2.07.2013

To Be, Or Not

Yesterday, my seatmate at dialysis talked to his doctor about planning on NOT coming back to dialysis because the site in his arm is so pitiful and they spend about an hour trying to get it to work and the blood flow to be adequate enough to dialyze.  I instantly went back to when my Dad had the same conversation.  On the 10th of December, 1993, the docs told him they had fixed all they could fix and this was the last spot on his body that could be stuck with the two needles required in dialysis.  That was a Friday and it was my older Army son's 21st birthday, stationed in South Korea.

Dad announced to us on that Friday that he wasn't going back to dialysis.  Nine days later, he died, after spending a little over a week indulging in everything the center said he should avoid.  Coffee.  Nuts.  Strawberries.  Orange juice.  All the liquid he wanted to consume.  He was happy and actually the healthiest I had ever seen him.  Whenever Hospice came in to do his vitals, I wondered if he was making the right decision - but in the end, yes.  I think it was the right decision.  He had little quality left to his life.  Sleeping most of the day.  Being confused when he was awake - thinking that whatever was on television was happening in reality.  Using a walker.  Wetting himself.  Not being able to eat much of anything and then throwing up when he did.

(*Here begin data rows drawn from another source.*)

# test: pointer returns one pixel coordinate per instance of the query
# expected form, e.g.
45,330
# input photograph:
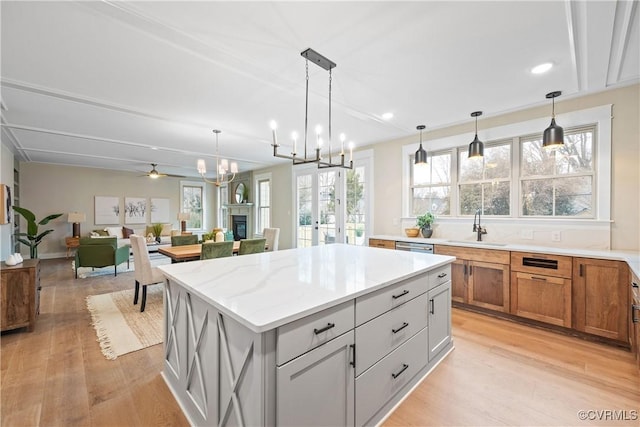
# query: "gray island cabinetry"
329,335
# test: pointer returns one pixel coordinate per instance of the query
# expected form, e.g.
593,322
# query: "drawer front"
381,243
439,276
300,336
374,304
380,336
376,386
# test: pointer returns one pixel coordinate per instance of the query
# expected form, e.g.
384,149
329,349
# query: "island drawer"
439,276
382,381
383,334
300,336
374,304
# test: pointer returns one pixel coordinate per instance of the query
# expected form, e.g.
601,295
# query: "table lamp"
183,217
76,218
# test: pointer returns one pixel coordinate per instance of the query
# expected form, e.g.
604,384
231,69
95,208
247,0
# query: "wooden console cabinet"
20,295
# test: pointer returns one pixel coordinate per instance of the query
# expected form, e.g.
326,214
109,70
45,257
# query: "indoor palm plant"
33,238
424,223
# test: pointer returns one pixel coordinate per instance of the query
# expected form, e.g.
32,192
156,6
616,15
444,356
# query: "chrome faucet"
476,227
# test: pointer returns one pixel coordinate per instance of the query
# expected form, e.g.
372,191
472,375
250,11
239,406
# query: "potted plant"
33,238
424,222
157,230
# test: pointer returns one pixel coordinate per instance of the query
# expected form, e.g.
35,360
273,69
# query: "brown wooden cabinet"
601,298
541,287
20,295
382,243
479,277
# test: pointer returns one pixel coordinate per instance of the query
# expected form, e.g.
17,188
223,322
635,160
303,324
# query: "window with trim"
431,185
264,204
558,183
485,182
192,201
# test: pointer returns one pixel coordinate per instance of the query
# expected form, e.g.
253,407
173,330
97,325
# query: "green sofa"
101,252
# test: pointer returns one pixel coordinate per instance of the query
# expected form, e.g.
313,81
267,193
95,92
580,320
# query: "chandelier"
222,168
323,62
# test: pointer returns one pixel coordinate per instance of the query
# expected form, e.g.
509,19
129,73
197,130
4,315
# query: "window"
484,183
192,201
264,203
516,178
558,183
431,187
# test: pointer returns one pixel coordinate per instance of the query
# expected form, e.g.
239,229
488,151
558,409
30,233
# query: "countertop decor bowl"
412,232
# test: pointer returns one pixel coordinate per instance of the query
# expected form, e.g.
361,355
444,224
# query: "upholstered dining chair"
216,250
144,274
272,235
190,239
251,246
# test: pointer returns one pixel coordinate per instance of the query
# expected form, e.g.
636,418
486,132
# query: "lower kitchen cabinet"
480,277
439,306
601,298
308,396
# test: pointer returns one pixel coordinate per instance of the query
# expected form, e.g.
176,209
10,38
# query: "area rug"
120,326
85,272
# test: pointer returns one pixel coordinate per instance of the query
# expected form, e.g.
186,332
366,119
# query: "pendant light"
476,148
553,136
421,154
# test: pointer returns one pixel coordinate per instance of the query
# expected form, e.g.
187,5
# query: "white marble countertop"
632,258
264,291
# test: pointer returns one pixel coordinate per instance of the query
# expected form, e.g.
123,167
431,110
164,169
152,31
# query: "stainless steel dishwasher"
426,248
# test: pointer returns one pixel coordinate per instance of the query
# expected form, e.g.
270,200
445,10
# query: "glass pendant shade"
553,136
476,148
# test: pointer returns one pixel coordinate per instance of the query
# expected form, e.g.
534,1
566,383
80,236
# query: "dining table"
189,252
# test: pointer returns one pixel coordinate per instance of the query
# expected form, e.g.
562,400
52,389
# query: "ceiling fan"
153,173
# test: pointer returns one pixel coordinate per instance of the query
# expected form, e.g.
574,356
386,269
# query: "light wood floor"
500,373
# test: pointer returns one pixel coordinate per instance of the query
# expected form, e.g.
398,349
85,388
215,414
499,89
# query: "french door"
332,205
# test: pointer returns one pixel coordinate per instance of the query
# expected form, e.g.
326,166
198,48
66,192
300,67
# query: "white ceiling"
119,85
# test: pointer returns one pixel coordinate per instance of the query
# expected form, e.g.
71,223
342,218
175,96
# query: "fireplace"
239,226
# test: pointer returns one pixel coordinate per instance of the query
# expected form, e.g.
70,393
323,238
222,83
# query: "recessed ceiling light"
542,68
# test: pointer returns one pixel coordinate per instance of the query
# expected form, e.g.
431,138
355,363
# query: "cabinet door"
459,281
489,285
601,298
439,329
543,298
317,388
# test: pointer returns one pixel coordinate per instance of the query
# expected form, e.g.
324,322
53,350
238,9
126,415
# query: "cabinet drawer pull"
326,328
404,325
401,294
397,374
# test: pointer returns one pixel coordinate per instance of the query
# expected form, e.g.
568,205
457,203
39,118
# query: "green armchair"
101,252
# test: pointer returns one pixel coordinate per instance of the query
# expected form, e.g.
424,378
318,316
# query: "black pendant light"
553,136
421,154
476,148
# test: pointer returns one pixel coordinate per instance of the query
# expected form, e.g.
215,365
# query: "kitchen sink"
476,243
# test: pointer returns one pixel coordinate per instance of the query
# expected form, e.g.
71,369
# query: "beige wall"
625,192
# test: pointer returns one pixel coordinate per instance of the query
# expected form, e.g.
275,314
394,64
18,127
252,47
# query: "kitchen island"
327,335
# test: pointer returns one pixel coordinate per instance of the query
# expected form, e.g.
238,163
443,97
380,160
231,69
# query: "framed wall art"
107,210
159,211
135,210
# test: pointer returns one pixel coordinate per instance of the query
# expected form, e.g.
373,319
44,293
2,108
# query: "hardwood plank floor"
500,373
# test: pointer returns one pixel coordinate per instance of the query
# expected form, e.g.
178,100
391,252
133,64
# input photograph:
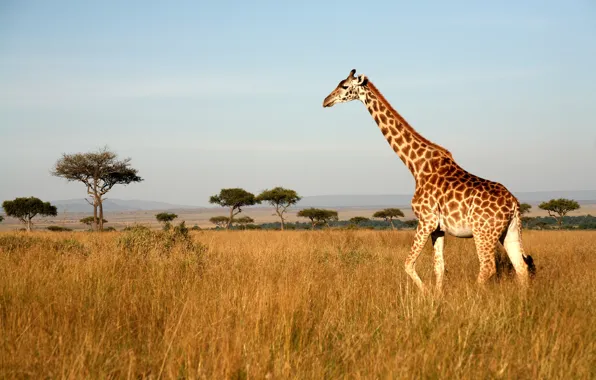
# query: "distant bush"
58,229
143,241
24,243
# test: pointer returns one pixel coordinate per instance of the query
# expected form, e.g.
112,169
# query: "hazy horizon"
204,96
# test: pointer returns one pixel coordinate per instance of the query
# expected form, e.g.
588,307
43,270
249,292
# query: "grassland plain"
294,304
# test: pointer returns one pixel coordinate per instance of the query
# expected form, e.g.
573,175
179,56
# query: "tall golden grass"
257,304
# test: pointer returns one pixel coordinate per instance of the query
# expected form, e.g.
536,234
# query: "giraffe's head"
349,89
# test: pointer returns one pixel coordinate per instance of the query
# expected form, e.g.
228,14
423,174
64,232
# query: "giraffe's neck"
415,151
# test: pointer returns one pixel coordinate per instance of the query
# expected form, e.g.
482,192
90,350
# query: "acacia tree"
220,221
25,209
165,218
235,199
358,219
100,171
558,208
280,199
243,221
388,215
318,216
524,208
89,221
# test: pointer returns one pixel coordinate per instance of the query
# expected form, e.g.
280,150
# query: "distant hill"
404,200
336,201
80,205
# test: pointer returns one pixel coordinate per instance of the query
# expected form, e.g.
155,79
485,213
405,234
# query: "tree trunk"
282,219
100,214
95,225
95,221
230,220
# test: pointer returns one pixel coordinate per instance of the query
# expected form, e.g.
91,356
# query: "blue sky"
207,95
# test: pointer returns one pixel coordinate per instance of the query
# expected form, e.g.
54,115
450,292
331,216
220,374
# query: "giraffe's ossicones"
447,198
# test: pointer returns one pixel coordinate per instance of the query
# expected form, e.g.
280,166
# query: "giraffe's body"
447,199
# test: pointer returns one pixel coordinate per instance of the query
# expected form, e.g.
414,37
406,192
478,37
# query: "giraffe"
447,198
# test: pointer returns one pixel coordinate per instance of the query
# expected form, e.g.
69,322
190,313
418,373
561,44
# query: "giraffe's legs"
438,239
511,240
425,227
486,244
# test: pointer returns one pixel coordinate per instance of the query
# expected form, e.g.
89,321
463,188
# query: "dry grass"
331,304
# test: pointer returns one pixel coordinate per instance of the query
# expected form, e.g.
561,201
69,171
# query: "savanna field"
294,304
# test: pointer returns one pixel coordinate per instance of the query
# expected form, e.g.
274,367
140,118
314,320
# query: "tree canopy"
99,171
243,221
234,199
280,198
89,220
558,208
220,221
164,217
27,208
358,219
388,215
524,208
318,216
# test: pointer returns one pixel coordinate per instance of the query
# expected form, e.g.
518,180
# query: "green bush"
24,243
142,241
58,229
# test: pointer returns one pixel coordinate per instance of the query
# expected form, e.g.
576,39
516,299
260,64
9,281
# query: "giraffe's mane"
403,121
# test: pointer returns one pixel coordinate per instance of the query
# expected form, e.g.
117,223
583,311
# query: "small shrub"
142,241
58,229
23,243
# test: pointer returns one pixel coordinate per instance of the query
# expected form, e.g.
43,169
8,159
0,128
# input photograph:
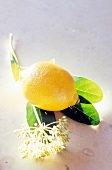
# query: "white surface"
78,34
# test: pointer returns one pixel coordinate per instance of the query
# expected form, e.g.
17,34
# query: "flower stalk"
43,140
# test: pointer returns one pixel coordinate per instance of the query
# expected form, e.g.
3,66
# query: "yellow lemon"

So - I related to my neighbor but was sad about it too.  This one decision (to not come back because our sites quit working) is one we all face eventually.  So far for me - I'm doing great.  It's been three years (thirteen for my neighbor).  Transplant is the only saving grace and for my friend that is not an option.  He is too ill, veins too wrecked, to handle a transplant.

Then today I got a letter from the transplant center stating that I was **back** on hold because my finances will not be able to handle one of the non-covered anti-rejection drugs I am required to take.  With my insurance, that one particular drug is still $550 out-of-my-pocket a month.

It's daunting to think that maybe I'll have to make this same decision some day.  To not go back to dialysis.

2.04.2013

Writing About Nothing

Sheesh - I've written nothing in the new year.  Bet you think I fell off the earth or something.

I cannot believe how time flies when I have nothing but mundane things to do with my day - all boiling down to dialysis.  I really, really try not to make it a priority in my life but on the other hand, it is a necessary evil to make it my number one focus.  There's all that food to NOT eat.  There's the blood pressure.  The heart rate.  Will the sites work TODAY.  And then, after having my kidneys removed, there's all that water to NOT drink.  The rule of thumb for my little food diary is, "if you like it, you can't have it."  Foods with potassium (think any citrus fruit, chocolate, dairy).  Foods with phosphorous (meat, eggs, dairy, actually anything you can think of).  I am limited to 20 oz of fluid a day (including soup, jello, ice cream, ice, alcohol).

I am my own bobblehead.

I plan out my food and liquid.  So - if I have dinner with the girls on Wednesday - I won't eat all day but I'll enjoy a steak and salad with my friends AND a coveted cocktail.  Lemon Drops are only 4 oz.  Woo Hoo.

In the meantime, I'm not writing.  Why is that?  Things have shifted so much in my life and the creativity gene just isn't functioning.

Just know that I am plugging along and actually feeling darned healthy!  If I could just have a second brain to worry about all that icky potassium and phosphorous and sodium stuff.